しかし、これほどまでに「ビートたけし」の名を前面に出した笑いのコンテストは珍しく、わたくし的にはかなり驚きの大会実現です。なぜなら殿は常々、「オイラは漫才を審査しない」が口癖だからです。そんな殿がこの仕事を引き受けた理由は、自分を育ててくれた町・浅草のある台東区が主催をしていることが一つ。そして、審査員が決める大会でなく「当日客に一番ウケたコンビが優勝」というコンセプトが容認されたため、晴れて「たけし杯」実現の運びとなったのです。
ちなみに参加資格は、芸歴10年未満の若手オンリーとなっています。
で、以前、酒席にて元祖漫才の大会「M-1グランプリ」の話題になったことがあり、その時、「今の若手の漫才」といった事柄について、殿がとうとうと語っていたことがありました。
「今の若い子たちのほうが全然、俺たちがやってた頃よりうまいし、センスだって上だよ。笑いなんてじゃんじゃん進化するものだから、今の子たちが一番なんだよ。
ただ、今と昔じゃ環境も何も決定的に違うんだから、一概には比べられないよな。昔はテレビが娯楽だったから、みんなとは言わないまでも、かなりの数がテレビでオイラたちの漫才を見てたんだから。『THE MANZAI』で一番ウケたりなんかしたら、どこ行っても『昨日のツービートは面白かったね~』なんて言われてよ。まるで日本全国が見ていたような気にさせてくれたよね。もちろん、その逆もあったけど。
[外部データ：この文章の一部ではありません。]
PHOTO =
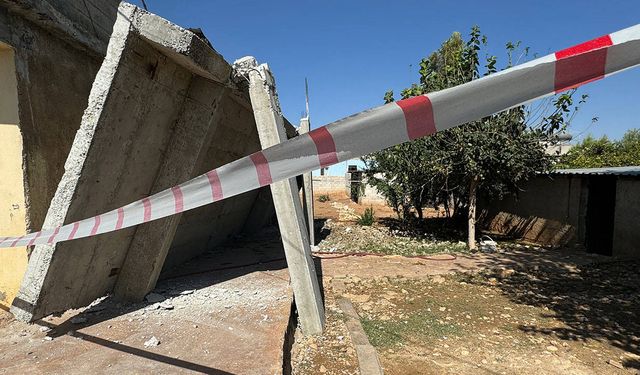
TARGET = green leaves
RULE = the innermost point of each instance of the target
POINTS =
(502, 151)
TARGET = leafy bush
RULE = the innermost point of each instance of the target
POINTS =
(324, 198)
(367, 218)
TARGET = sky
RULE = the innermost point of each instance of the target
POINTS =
(353, 51)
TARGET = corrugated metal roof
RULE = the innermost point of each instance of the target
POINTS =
(616, 171)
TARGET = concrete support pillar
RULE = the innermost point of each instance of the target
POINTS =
(295, 239)
(307, 189)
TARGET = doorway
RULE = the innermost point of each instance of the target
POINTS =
(13, 261)
(601, 206)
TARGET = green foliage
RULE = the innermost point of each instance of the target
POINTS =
(324, 198)
(421, 325)
(499, 152)
(603, 152)
(367, 218)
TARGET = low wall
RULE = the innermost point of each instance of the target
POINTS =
(626, 229)
(549, 212)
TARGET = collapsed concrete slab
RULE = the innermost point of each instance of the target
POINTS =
(50, 52)
(162, 110)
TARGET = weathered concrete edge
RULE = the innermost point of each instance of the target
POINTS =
(25, 304)
(46, 16)
(368, 360)
(182, 45)
(271, 131)
(131, 22)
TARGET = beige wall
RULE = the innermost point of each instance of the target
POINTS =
(13, 261)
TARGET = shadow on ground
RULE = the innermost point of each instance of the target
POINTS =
(597, 300)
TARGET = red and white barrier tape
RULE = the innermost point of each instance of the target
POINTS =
(367, 132)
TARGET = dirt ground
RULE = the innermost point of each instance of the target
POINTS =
(209, 316)
(519, 310)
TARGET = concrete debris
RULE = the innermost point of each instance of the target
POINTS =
(153, 341)
(78, 320)
(160, 96)
(154, 297)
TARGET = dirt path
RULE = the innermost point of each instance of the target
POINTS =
(519, 310)
(231, 321)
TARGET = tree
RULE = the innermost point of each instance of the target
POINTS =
(603, 152)
(493, 155)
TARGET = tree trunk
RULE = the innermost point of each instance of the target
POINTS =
(473, 188)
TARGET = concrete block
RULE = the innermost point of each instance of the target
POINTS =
(162, 109)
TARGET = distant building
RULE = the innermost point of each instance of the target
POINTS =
(562, 146)
(597, 208)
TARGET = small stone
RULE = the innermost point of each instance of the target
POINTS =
(166, 306)
(154, 297)
(78, 320)
(153, 341)
(615, 363)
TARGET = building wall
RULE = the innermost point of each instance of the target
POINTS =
(626, 229)
(550, 211)
(56, 47)
(330, 185)
(12, 202)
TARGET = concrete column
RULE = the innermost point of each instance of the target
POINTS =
(295, 239)
(307, 189)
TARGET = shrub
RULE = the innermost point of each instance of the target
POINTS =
(368, 217)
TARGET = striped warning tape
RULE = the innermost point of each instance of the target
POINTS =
(367, 132)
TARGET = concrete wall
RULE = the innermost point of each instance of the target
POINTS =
(162, 109)
(626, 229)
(12, 201)
(53, 41)
(550, 211)
(330, 185)
(201, 229)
わかりやすく言えば、長嶋さんより技術的にはもしかしたらイチローのほうが上かもわかんないけど、もうそれはその時の時代だから、イチローが長嶋さんクラスのスーパースターにはなれないのと一緒で、俺らの頃と今じゃ、何から何まで違うんだから。だけどネタだけ見たら、どう見たって今の子たちのほうがうまいんだよ」
何度も「今の子たちのほうがうまい」と言っていた殿が実に印象的で、この時の発言は、今でもよく覚えています。
で、しつこいようですが、殿は「若手漫才日本一」の当日、プレゼンターで登場し、その日のチャンピオンに表彰状を渡します。
当然ですが、普通に渡すとは思えません。そこは、たけしマニアの皆々様なら、察しがつくかと。ちなみに、大会の模様はYouTubeにて生放送されます。「たけし杯 漫才」あたりで検索していただき、よろしければ、ぜひ!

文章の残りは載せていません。